ホポイの檄

「楕円球の詩(うた) 自伝・林敏之」林敏之、ベースボール・マガジン社、1997

P135

 この年(院長註:1986年)は、私(院長註:林敏之)にとって、大きな出来事があった。
 5、6月に行われる北米遠征のジャパンのキャプテンに選ばれたのである。
 私は、まだ26歳であった。主将にふさわしい先輩は多くいたのに、年齢差を飛び越えて主将に選ばれたのは、しいて理由を探せば、ラグビーヘの純粋な思いと、ひたむきさを買ってくれたためだろう。
 ジャパンは前年にフランス遠征を行ったが、いいところなく全敗した。1980年の遠征とは違い、テストマッチにも惨敗した。このころ、すでに1987年に第1回ワールドカップが開催されることは決まっており、招待出場の決まっているジャパンとしては、一刻も早く立て直しを図らなくてはならなかった。
 団長は横井さん、監督は宮地さんであった。高校日本代表の合宿のときから何年過ぎたのか。私にとっては懐かしいコンビでもあった。
 出発に先立ち、壮行会が開かれ、その席上で前年のフランス遠征に参加したホポイ・タイオネが協会機関誌に寄稿した文章のコピーが全員に配られた。ホポイは、トンガから大東文化大学にノフォムリとともに留学し、揃ってジャパンに選ばれた。異国の代表に選ばれたことを誇りに感じて全力を尽くす素晴らしく熱い男だった。
 『(前略)日本の選手は、キャップを得たいが為にテストマッチを注目する傾向があるようですが、どのゲームに於いても選手達は、相手が選抜チームであろうが、テストマッチだろうが、クラブチームであろうが、全力を注ぐべきだと思います。ケガを恐れて、充分に力を出せなかったりする選手もいます。そんなことをしていると、テストマッチに出場するチャンスは巡ってこないでしょう。(中略)今回の遠征の中で、私として一番のゲームは第3試合の、対ツールーズ戦でした。そのゲームは非常に心に残っています。
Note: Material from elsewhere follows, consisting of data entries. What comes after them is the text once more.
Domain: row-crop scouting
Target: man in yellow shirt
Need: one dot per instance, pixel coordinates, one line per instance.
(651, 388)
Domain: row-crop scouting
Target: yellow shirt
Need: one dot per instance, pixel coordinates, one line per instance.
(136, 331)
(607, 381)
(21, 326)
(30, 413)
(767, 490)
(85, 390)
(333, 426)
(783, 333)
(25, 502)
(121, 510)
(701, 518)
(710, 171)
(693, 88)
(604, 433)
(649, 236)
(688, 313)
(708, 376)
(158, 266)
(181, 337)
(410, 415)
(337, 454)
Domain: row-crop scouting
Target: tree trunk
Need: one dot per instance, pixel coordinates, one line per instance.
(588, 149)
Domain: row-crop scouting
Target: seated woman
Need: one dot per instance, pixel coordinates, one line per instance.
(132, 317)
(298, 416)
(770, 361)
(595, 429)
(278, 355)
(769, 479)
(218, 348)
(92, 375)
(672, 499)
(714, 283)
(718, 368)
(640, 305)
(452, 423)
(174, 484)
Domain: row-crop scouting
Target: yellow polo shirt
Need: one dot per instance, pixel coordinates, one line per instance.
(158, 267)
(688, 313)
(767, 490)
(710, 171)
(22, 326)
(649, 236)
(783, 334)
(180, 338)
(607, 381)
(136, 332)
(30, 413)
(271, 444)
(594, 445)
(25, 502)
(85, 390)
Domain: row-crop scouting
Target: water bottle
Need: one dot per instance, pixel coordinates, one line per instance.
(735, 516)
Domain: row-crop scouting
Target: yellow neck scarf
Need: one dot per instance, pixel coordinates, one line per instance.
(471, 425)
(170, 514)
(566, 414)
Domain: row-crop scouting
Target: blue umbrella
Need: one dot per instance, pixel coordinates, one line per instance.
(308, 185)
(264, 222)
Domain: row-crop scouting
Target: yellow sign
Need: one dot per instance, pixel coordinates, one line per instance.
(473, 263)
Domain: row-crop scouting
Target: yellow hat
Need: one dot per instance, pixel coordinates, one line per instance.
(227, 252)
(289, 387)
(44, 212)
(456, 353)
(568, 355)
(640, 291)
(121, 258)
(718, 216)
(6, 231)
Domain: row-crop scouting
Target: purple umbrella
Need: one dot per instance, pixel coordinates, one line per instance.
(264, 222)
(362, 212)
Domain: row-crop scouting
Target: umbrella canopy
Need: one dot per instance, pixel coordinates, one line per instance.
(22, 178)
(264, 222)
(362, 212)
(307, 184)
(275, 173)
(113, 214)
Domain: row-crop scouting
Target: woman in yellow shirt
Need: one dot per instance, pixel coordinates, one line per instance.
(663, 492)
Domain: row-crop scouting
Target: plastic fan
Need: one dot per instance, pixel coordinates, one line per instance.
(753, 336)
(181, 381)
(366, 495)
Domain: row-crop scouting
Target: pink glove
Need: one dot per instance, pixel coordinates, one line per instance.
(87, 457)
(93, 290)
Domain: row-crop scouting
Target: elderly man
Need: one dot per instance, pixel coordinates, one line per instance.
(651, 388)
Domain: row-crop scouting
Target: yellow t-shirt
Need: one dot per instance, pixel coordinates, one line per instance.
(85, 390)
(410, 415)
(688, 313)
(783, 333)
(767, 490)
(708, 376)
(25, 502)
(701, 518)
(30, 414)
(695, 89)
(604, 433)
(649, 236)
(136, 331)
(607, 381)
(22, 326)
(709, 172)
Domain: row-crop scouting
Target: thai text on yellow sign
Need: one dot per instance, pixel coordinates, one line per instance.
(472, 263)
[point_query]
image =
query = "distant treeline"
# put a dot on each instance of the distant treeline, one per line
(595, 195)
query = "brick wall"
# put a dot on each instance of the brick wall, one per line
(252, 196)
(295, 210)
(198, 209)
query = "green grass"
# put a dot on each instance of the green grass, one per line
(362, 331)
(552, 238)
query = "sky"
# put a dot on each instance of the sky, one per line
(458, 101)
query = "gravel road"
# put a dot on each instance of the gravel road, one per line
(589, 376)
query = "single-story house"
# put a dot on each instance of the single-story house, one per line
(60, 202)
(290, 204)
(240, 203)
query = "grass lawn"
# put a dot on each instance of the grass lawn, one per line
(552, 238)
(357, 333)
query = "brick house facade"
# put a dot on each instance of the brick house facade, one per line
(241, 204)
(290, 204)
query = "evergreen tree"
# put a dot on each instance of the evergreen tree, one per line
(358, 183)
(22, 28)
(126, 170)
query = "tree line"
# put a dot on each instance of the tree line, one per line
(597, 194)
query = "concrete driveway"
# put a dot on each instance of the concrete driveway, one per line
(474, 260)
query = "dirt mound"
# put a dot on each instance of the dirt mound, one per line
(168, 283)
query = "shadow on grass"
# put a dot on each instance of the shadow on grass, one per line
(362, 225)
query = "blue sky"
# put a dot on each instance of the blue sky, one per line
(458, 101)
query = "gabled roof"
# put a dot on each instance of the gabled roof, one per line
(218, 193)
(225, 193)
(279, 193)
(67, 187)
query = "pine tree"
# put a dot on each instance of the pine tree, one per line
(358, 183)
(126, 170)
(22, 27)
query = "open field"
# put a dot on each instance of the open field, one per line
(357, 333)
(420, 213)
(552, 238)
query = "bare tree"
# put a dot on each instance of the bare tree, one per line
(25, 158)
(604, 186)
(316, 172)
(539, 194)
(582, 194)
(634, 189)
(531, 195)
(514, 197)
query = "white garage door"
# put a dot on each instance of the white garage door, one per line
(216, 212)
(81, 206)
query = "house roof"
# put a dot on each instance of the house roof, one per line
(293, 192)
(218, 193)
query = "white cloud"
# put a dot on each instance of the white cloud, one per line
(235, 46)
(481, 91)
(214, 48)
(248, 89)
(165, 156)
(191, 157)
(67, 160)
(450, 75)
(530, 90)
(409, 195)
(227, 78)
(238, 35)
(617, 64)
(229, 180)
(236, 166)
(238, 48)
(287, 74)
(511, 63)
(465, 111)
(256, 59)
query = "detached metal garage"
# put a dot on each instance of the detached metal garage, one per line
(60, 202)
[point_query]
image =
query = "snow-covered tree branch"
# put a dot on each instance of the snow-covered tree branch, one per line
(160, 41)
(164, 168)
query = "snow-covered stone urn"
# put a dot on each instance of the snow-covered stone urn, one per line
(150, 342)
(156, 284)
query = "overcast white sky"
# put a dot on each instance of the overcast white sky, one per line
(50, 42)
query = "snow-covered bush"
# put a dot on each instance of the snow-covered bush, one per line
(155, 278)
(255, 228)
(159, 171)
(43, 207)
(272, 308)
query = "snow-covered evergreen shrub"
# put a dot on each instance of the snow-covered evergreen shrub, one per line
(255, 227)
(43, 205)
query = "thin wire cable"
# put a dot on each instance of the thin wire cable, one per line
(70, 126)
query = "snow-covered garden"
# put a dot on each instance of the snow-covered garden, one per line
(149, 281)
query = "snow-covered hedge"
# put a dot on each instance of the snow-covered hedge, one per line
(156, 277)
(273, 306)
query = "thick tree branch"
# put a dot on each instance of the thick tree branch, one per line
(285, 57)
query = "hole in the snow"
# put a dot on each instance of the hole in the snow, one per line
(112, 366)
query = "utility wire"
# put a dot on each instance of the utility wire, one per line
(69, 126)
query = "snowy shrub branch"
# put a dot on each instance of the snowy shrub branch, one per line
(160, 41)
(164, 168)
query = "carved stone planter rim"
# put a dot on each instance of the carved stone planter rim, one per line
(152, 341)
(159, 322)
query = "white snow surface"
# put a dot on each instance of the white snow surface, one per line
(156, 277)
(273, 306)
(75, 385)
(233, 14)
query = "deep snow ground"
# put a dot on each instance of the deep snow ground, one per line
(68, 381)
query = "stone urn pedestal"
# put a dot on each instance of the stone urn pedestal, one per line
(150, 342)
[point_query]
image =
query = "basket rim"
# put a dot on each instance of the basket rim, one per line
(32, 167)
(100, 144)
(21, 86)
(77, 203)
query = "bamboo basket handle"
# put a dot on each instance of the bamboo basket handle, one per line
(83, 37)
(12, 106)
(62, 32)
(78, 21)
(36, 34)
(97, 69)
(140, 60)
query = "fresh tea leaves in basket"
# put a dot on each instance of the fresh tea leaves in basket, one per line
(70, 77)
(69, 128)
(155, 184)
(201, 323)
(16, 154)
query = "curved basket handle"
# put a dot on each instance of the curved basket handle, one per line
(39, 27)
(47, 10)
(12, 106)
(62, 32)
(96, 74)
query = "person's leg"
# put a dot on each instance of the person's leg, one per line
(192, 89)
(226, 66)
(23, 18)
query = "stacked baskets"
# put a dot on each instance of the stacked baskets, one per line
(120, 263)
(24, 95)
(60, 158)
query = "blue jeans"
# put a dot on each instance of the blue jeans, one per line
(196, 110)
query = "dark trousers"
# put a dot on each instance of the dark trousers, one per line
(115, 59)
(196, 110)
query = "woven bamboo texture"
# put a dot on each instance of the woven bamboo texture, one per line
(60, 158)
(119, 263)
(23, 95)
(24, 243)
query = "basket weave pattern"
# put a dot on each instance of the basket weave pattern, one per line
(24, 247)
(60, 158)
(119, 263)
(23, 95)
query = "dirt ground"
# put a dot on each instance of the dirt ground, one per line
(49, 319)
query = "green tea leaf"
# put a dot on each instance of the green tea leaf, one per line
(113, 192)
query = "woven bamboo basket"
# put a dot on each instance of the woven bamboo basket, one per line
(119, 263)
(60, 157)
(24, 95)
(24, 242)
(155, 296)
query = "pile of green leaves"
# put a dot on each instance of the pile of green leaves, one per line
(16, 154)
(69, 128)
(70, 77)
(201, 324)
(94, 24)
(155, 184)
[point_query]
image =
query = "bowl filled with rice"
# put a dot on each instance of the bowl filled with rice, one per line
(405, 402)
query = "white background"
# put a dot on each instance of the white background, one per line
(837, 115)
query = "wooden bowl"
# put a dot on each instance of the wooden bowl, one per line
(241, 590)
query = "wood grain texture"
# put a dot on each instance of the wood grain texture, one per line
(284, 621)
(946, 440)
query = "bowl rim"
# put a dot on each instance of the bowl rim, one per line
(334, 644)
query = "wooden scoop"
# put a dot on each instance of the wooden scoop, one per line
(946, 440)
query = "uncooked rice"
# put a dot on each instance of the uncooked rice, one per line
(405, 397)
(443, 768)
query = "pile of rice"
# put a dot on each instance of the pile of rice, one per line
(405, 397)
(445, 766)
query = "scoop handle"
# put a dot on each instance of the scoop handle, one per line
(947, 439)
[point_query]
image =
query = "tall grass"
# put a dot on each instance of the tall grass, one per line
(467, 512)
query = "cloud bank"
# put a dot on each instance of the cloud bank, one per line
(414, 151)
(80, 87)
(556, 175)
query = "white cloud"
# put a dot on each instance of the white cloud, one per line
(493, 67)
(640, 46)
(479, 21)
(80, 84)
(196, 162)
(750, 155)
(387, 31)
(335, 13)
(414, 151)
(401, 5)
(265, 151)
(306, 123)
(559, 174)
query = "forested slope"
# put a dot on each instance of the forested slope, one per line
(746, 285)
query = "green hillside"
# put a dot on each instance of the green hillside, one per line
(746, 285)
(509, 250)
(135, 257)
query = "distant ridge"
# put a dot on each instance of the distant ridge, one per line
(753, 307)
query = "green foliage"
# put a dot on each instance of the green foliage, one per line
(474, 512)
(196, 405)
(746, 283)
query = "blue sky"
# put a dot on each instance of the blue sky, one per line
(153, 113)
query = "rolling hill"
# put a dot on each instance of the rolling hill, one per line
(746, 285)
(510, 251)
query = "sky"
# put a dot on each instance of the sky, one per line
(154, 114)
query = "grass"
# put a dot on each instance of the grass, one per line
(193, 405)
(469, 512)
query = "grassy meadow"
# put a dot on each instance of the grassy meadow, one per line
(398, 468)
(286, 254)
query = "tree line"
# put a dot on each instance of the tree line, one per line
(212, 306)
ゲーム主将の林さんが、グラウンドに出る前、ロッカールームで言いました。「胸の中で、桜の叫びがわかるはずだ!」この言葉を聞いて私は、戻ることのできない戦場が頭に浮かびました。帰りの燃料を積まずに飛び立つ「神風特攻隊」を思ったのです。この試合は、あたかも、「日出づる国」の為に、何物をも無視し死を選んでいったあの意気の様に思われ、自分にとっては決っして忘れることはありません。
 日本人は、その肩にかかった責任と信頼を解からなくてはなりません。他国に行くと異なった環境や文化に直面しなくてはなりません。食物が悪かろうが、ひもじかろうが、自分の国のことのほうがずっと大切だから死ねる、ということを決心しなくてはなりません。
 (中略)私達、選手が、座り込んで、終わってしまったことをいつまでも考えていては駄目です。日本のラグビー界に、将来素晴らしい収穫をもたらすためにこそ私達が作っていくステップのひとつひとつを楽しみにしていようではありませんか』(表記は原文のまま)
 壮行会では、横井団長が「全勝して帰ってきたい」と挨拶した。
 私も挨拶をしたが、ホポイの文章を読んで感激し、「必ずや強いジャパンになって戻ってきます」と涙ながらに話すのが精一杯であった。